Project root detection walks up from your CWD looking for: .git, build.zig, Cargo.toml, package.json, go.mod, pyproject.toml, Makefile, CMakeLists.txt, .sln, Gemfile, pom.xml, build.gradle.

Auto-loading means you never need to configure project paths. Just cd into any project and query — opty indexes it on the fly (typically <500ms) and keeps the index in memory. The file watcher updates all loaded projects every 2 seconds.

Commands

Command	Description
`opty global [--port N]`	Global multi-project daemon (HTTP server, auto-loads projects on demand)
`opty daemon [dir] [--port N]`	Single-project daemon (HTTP server, default port 7390)
`opty mcp [dir]`	Standalone MCP server over stdio (indexes locally)
`opty query <text> [--port N]`	Query the running daemon via HTTP
`opty status [--port N]`	Show indexed file/unit counts for current project
`opty reindex [--port N]`	Force full re-index of current project
`opty stop [--port N]`	Shut down the daemon
`opty oneshot <query> [--dir D]`	Index + query in one shot (no daemon)
`opty version`	Show version

HTTP API

The daemon exposes an HTTP API on http://127.0.0.1:<port>:

Method	Path	Body	Response
POST	`/query`	`{"cwd": "...", "query": "..."}`	TOON-format results
GET	`/status`	query param `?cwd=...` (optional)	Status text
POST	`/reindex`	`{"cwd": "..."}` (optional)	Confirmation text
POST	`/shutdown`	—	"OK shutting down"
POST	`/mcp`	JSON-RPC body	MCP JSON-RPC response

curl -X POST http://localhost:7390/query \
  -d '{"cwd":"/path/to/project","query":"error handling"}'

curl http://localhost:7390/status

Example output (TOON format)

functions[3]{name,signature,file,line}:
handleAuth,pub fn handleAuth(req: Request) !Response {,src/auth.zig,42
validateToken,fn validateToken(token: []const u8) !bool {,src/auth.zig,87
refreshSession,pub fn refreshSession(id: SessionId) !Session {,src/session.zig,23

Compare to the equivalent JSON (~60% more tokens):

{"functions":[{"name":"handleAuth","signature":"pub fn handleAuth(req: Request) !Response {","file":"src/auth.zig","line":42},{"name":"validateToken","signature":"fn validateToken(token: []const u8) !bool {","file":"src/auth.zig","line":87},{"name":"refreshSession","signature":"pub fn refreshSession(id: SessionId) !Session {","file":"src/session.zig","line":23}]}

MCP server (for AI coding agents)

opty exposes an MCP server so coding agents (Claude, Copilot, Cursor, etc.) can query the codebase index as a tool.
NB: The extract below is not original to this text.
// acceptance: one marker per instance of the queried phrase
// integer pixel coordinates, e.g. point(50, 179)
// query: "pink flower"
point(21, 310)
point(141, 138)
This is most useful as an exploration and analysis tool — helping the agent get oriented in a codebase, understand symbol relationships, and assess impact before making changes.

Tools

Tool	Description
`opty_query`	Hybrid semantic search — finds functions/types/imports matching a natural language query using BM25 + HDC with reciprocal rank fusion
`opty_refs`	Cross-file references — shows where a symbol is defined and which files import it
`opty_impact`	Blast radius analysis — shows what code is affected if a symbol changes, with confidence scores by depth
`opty_context`	360° symbol context — returns definition, callers, dependencies, and siblings in one call
`opty_changes`	Change detection — maps a git diff to affected code symbols (modified/added/deleted)
`opty_clusters`	Functional clustering — groups related symbols into subsystems by similarity
`opty_ast`	Depth-aware AST — returns functions, types, imports, fields, variables, and enum variants with nesting depth and line numbers
`opty_status`	Index statistics — file count, code unit count, memory
`opty_reindex`	Force full re-scan of the codebase

opty_ast parameters:

Parameter	Type	Description
`file`	string or string[]	Single file path or array of paths (e.g. `"src/main.zig"` or `["src/brain.zig", "src/encoder.zig"]`)
`pattern`	string	Glob pattern to filter files (e.g. `"src/.zig"`, `"src//.ts"`)
`cwd`	string	Project working directory (used by global daemon)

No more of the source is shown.